3. Israel enjoys impressive support from many countries especially from the Americans, in contrast to the Palestinians. No other state--apart, perhaps, from Britain--evokes as much favor in American public opinion as does Israel. This is not merely the result of the much-vaunted "Israel lobby" (to use a label deployed by its detractors), but also because of the very real depth of cultural interpenetration between American and Israeli society. This fraternal feeling buys Israel an enviable immunity in the conduct of its strategic defense. India, by contrast--while considerably more admired and favored in American public opinion than Pakistan--enjoys scarcely a fraction of Israel's "pull" in Washington when it comes to questions of the use of force beyond its borders.
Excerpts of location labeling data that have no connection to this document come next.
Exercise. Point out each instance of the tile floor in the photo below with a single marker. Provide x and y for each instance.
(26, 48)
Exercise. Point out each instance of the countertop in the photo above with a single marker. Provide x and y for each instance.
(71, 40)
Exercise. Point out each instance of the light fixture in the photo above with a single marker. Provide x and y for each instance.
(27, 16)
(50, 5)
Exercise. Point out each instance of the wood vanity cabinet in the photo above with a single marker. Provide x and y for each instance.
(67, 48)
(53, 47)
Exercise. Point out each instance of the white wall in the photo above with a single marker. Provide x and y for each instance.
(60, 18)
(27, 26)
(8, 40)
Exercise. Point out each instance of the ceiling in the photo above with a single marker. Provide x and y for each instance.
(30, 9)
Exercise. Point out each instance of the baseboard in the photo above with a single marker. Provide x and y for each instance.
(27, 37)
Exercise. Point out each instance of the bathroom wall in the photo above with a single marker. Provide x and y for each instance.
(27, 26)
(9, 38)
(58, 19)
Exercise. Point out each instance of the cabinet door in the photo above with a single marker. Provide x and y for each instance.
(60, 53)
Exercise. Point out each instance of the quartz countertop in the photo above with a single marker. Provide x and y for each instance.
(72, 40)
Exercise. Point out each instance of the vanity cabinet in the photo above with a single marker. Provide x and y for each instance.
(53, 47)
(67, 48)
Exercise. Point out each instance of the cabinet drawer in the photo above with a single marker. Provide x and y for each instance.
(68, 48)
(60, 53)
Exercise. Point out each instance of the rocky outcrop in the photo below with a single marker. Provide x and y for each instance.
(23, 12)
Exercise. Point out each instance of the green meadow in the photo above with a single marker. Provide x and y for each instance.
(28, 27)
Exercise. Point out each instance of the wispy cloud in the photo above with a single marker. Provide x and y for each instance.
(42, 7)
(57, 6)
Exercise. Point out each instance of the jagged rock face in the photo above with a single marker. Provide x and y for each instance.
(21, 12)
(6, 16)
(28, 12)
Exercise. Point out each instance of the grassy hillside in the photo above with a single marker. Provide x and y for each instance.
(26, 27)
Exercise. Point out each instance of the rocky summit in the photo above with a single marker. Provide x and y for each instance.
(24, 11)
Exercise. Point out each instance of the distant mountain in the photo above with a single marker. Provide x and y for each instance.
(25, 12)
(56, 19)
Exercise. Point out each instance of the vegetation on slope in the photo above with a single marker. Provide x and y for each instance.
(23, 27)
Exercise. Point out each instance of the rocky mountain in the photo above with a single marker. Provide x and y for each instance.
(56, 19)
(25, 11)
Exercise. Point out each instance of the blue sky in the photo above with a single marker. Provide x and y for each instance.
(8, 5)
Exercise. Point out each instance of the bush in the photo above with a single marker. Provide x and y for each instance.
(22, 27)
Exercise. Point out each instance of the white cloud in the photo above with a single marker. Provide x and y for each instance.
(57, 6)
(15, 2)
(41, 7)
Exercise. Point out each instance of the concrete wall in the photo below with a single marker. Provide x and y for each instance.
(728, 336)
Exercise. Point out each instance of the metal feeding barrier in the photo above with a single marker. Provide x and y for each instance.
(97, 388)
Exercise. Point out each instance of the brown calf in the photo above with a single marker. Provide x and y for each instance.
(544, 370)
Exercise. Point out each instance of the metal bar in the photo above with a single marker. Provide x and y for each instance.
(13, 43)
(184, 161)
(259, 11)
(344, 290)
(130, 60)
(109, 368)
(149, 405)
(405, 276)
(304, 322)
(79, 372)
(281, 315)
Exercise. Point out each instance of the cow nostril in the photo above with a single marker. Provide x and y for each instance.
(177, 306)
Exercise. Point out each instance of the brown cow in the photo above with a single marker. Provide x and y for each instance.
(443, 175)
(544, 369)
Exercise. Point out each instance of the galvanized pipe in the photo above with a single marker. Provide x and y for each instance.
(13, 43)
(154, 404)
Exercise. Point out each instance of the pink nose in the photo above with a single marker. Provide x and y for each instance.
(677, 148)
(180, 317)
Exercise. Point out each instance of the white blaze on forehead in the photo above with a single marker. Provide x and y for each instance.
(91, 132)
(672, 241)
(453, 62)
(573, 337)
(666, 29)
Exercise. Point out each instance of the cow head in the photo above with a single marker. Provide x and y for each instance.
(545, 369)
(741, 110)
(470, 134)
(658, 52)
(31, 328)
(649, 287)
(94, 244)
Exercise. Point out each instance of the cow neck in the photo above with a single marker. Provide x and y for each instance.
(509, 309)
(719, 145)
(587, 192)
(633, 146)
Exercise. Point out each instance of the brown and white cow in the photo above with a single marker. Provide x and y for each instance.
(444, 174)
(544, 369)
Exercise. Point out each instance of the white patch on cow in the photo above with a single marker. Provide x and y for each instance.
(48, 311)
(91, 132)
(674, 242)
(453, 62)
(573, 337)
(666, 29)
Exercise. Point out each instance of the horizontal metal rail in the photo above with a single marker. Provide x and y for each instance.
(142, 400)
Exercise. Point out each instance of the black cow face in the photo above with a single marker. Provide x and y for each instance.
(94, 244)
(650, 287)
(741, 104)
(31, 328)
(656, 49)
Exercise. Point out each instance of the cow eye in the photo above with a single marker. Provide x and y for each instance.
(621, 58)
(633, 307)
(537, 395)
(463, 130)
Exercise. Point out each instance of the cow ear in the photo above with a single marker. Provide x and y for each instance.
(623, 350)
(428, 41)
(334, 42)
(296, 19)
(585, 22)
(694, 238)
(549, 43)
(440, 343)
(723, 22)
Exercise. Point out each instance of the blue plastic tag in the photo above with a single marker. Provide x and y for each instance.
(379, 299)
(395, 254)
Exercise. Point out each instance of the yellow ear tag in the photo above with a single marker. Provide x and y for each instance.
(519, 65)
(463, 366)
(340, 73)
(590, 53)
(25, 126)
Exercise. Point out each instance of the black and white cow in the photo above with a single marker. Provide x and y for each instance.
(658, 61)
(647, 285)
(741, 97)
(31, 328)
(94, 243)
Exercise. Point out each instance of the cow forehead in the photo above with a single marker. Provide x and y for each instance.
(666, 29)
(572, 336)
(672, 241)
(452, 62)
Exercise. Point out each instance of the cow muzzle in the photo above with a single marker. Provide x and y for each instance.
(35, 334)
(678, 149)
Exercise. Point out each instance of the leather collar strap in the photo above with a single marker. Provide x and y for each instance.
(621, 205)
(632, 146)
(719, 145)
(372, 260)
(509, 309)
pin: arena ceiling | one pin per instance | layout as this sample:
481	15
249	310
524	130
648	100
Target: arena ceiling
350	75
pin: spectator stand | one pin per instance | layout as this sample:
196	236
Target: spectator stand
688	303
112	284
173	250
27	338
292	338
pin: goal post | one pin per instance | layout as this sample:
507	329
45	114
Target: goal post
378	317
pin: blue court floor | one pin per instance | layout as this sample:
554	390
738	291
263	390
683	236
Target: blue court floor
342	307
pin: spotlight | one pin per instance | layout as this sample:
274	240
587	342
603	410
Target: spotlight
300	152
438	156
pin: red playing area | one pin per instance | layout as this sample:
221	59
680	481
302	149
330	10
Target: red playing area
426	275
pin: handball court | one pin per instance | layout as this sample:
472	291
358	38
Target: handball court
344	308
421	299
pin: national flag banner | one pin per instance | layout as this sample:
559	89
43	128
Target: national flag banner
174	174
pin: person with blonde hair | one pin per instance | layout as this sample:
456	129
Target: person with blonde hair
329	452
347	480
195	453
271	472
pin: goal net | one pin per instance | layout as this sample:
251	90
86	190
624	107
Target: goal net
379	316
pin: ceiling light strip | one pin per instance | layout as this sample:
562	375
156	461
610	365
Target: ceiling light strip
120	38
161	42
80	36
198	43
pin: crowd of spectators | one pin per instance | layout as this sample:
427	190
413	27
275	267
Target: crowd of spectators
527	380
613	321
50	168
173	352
4. Pakistan is strategically significant to the United States; the Palestinians are not. This gives Washington scant incentive to rein in the Israelis, but a major incentive to rein in any Indian impulse to strike at Pakistan. However justified the Indian anger against Pakistan over the recent invasion of Mumbai by Pakistani terrorists, the last thing that the U.S. wants right now is an attack--no matter how surgical--by India against Pakistan-based terror camps. This would almost certainly result in a wholesale shift of Pakistani troops away from their western, Afghan front toward the eastern boundary with India--and would leave the American Afghan campaign in some considerable disarray, at least in the short term. So Washington has asked for, and received, the gift of Indian patience. And although India recognizes that it is not wholly without options to mobilize quickly for punitive, surgical strikes in a "strategic space," it would--right now--settle for a trial of the accused terrorist leaders in U.S. courts. (Seven U.S Citizens were killed in Mumbai: Under U.S. law, those responsible--and this should include Pakistani intelligence masterminds--have to be brought to justice.)
5. Israel has the privilege of an international pariah to ignore international public opinion in its use of force against the Palestinians. A state with which few others have diplomatic relations can turn the tables on those that would anathematize it by saying, Hang diplomacy. India, by contrast, has no such luxury. It is a prisoner of its own global aspirations--and pretensions.